One of these things is not like the others.
Could they seriously not find a fucking Sunday Assembly? Was a Humanist memorial service really the first thing that leaped to their minds when they considered “how do we show how Canadians who have abandoned religion are getting along?” Why didn’t they show a Humanist officiating a gay wedding? That would have made the fucking point about why Canadians are abandoning religion, and then some!
Even worse, the whole point was deflated by the fact that while it was a Humanist memorial service, the attendees were quoted flatly contradicting the whole point of it. Why would you do that? If you were doing a piece, and you wanted to show a Christian service to demonstrate why so many people are converting to that religion, why would you pick one that was being done for nonebelievers and then actually quote them saying something like, “eh, we don’t really believe any of this shit; we just like the music”? What is the point of doing that?
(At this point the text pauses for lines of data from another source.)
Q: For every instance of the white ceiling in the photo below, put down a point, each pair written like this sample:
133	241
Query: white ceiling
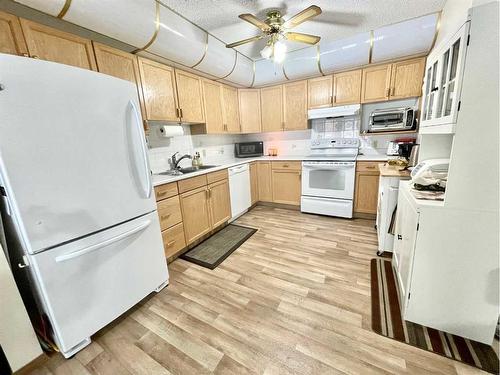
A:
340	18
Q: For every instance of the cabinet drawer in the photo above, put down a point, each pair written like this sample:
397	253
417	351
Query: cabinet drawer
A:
293	165
217	176
367	166
173	240
166	191
169	212
192	183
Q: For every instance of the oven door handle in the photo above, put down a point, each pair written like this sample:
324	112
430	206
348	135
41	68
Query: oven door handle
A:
329	167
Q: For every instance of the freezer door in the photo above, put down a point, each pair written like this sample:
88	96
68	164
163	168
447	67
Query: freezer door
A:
88	283
73	159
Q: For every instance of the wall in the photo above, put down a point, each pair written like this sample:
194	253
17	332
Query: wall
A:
214	149
17	336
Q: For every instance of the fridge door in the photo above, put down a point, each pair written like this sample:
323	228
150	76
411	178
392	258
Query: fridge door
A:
73	159
90	282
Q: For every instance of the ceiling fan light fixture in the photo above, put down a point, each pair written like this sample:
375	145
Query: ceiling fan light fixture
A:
279	52
267	51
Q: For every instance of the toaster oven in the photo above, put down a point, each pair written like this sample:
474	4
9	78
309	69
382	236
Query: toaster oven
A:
392	119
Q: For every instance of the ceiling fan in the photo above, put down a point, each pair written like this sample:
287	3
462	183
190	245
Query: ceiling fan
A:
276	28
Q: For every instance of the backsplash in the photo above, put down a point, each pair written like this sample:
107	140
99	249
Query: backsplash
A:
214	149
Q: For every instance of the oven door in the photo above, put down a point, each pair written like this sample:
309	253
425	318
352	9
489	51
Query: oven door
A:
328	179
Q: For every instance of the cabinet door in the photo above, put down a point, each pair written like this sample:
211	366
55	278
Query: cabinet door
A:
189	94
230	111
406	79
376	83
295	105
158	86
366	188
286	186
254	183
11	35
265	182
50	44
250	114
212	102
271	99
119	64
347	87
195	213
320	92
220	203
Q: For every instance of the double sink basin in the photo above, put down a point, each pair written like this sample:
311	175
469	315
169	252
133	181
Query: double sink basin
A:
181	171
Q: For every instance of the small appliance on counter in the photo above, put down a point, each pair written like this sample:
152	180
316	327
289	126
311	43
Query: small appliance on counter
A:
392	119
248	149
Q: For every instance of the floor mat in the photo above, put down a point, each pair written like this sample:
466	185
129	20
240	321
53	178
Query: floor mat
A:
387	321
212	252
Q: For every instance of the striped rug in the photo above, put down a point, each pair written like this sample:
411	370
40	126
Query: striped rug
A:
387	321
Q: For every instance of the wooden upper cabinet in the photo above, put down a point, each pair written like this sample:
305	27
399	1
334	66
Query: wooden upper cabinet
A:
189	94
249	104
219	202
271	100
320	92
50	44
347	87
230	111
158	86
295	105
376	83
407	77
119	64
11	35
212	102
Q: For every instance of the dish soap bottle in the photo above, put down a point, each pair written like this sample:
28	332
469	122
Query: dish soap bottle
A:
197	160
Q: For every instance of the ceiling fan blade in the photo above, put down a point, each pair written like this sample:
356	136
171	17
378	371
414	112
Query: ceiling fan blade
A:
244	41
303	16
302	38
255	21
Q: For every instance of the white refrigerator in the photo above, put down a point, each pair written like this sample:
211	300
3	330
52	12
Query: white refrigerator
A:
79	214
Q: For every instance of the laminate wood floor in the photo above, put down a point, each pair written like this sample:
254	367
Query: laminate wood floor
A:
294	299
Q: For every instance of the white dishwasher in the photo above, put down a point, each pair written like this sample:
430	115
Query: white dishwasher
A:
239	189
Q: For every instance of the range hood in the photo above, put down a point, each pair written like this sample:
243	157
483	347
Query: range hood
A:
340	111
161	34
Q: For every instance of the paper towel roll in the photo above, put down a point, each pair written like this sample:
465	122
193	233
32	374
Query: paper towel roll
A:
168	131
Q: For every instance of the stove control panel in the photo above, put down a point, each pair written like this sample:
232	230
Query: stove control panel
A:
335	143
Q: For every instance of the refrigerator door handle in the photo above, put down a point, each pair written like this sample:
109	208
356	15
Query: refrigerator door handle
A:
138	124
89	249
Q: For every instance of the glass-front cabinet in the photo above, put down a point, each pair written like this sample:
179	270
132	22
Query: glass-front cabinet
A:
442	84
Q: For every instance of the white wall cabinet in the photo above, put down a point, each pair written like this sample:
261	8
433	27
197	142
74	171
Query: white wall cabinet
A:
443	83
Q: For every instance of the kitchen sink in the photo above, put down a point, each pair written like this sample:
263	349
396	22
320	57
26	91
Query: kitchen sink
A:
182	171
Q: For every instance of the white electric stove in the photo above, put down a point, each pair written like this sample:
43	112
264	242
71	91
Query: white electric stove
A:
328	177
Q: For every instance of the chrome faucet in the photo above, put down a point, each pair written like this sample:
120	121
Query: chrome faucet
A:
174	162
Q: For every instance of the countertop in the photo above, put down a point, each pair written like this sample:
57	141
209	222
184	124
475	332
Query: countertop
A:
165	179
387	170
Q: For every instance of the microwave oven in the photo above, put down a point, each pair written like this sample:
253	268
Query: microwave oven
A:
392	119
248	149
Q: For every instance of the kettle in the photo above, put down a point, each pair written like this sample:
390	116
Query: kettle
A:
413	160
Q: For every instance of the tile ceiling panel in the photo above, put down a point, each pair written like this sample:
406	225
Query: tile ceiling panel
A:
340	18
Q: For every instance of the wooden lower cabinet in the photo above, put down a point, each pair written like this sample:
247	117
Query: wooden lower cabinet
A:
173	240
219	203
265	182
254	183
366	188
286	182
195	213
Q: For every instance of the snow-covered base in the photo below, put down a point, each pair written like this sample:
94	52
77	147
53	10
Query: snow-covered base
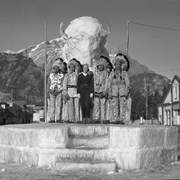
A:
68	146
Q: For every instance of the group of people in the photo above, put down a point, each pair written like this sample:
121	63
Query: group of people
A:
80	95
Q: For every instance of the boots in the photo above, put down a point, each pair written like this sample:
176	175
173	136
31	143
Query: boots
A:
88	120
84	120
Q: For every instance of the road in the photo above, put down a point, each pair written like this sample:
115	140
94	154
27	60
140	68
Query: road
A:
23	172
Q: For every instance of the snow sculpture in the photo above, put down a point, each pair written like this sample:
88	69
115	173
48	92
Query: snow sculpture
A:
83	39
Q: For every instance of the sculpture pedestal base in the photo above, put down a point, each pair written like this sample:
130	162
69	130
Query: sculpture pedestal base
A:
89	148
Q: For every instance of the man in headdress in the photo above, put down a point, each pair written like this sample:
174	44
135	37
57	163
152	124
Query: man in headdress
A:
71	103
100	92
54	89
119	86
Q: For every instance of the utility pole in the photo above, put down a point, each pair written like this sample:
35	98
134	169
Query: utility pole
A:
127	38
146	97
45	72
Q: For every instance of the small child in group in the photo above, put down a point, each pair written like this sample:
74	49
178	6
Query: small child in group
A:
54	89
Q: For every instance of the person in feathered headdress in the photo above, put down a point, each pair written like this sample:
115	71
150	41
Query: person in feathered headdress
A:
71	103
54	91
119	86
100	91
85	89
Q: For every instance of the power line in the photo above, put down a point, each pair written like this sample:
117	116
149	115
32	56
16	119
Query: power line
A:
159	27
175	69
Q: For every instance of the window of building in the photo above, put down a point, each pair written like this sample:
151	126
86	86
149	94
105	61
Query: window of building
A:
175	92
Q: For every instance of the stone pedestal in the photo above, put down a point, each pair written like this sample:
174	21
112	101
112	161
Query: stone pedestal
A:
107	147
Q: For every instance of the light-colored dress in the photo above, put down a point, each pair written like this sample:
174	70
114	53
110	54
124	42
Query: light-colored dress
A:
71	110
118	89
100	90
55	101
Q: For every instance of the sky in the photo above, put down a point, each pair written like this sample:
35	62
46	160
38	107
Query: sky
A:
22	25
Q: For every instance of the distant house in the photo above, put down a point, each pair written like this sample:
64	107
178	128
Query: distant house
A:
11	113
169	109
38	113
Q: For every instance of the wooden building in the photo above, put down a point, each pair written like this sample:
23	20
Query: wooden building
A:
169	109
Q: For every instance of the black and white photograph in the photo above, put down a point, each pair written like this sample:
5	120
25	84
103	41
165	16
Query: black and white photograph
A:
89	89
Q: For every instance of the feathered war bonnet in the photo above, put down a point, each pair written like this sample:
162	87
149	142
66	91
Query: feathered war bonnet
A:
77	65
58	62
123	60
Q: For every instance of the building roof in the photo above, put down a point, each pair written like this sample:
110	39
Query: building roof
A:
176	77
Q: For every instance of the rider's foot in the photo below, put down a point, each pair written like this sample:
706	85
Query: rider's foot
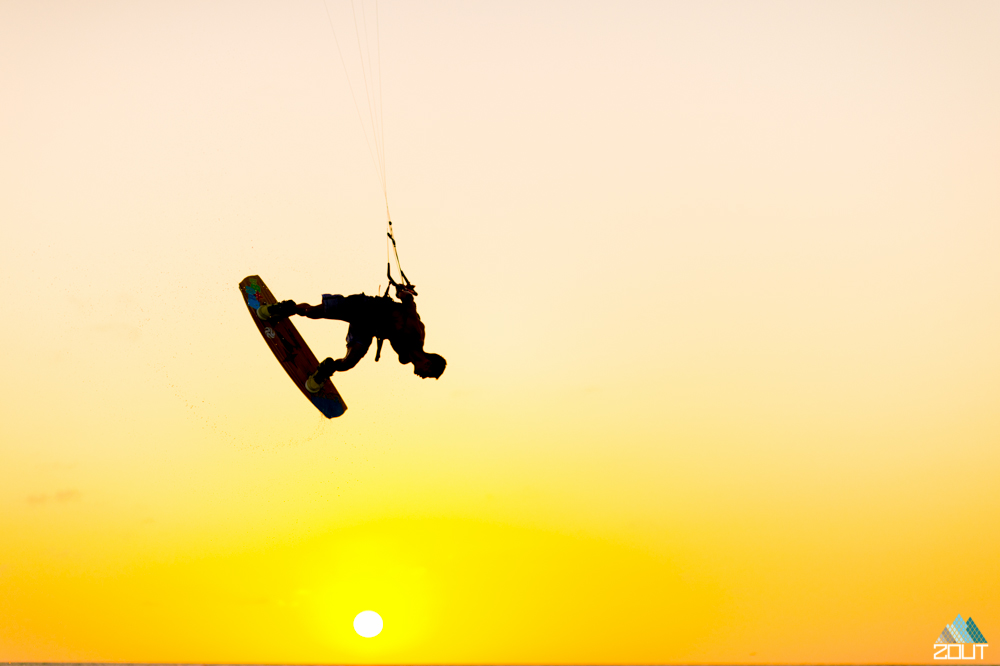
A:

And you can’t seriously tell me that out of what was more than likely a 5–10 minute interview with the Humanist officiant, that the best quote he made – to sum up the philosophy of Humanist services, and ultimately the point of why more people are using them rather than religious services – is a quote about how useless prayer is. Give me a fucking break. I will bet big money that over the course of the interview, he probably made dozens of wonderfully positive statements about Humanism and Humanist beliefs – statements that more than likely not only explained Humanist philosophy, but also why people are ditching religion for it in droves. So why were all those positive comments cut, and a negative comment about prayer (which is utterly irrelevant to the whole report) chosen instead?
And the same is true for the quote from the service itself – surely there had to be dozens of good lines about the value of life and how people rely on each other, etc.… why pick the one about “life exists between birth and death, and only has significance there”? I didn’t attend the service, and even I can see that that line was probably just setting up a larger point about how one should celebrate the times shared with the deceased… which would have been a far better quote to serve as representative of Humanism.
Seriously, every religious group got an overwhelmingly positive portrayal, even when what they were saying was utterly irrelevant (such as the Sikh’s rambling about generosity) or complete horseshit (such as the Catholic’s speculation on why people are running away from his Nazi-supporting rape gang; I mean, religion). Only Humanism was saddled with negative quotes and a downer setting – and no religious group featured an interview with anyone saying “yeah, the whole ‘cracker is Jesus’ thing is stupid, but otherwise I like the message”.
As I’ve said repeatedly now, I’m not surprised by the obviously biased reporting by CBC against nonbelievers, and in comparison to some of the other crap they’ve done, this kind of subtly negative editing is comparatively mild. But that doesn’t make it any less insidious.
With biased reporting like this, it’s only a matter of time before CBC has to do a report wondering why Canadians are flocking away from traditional mainstream journalism media.
I wonder how they’ll fuck that one up.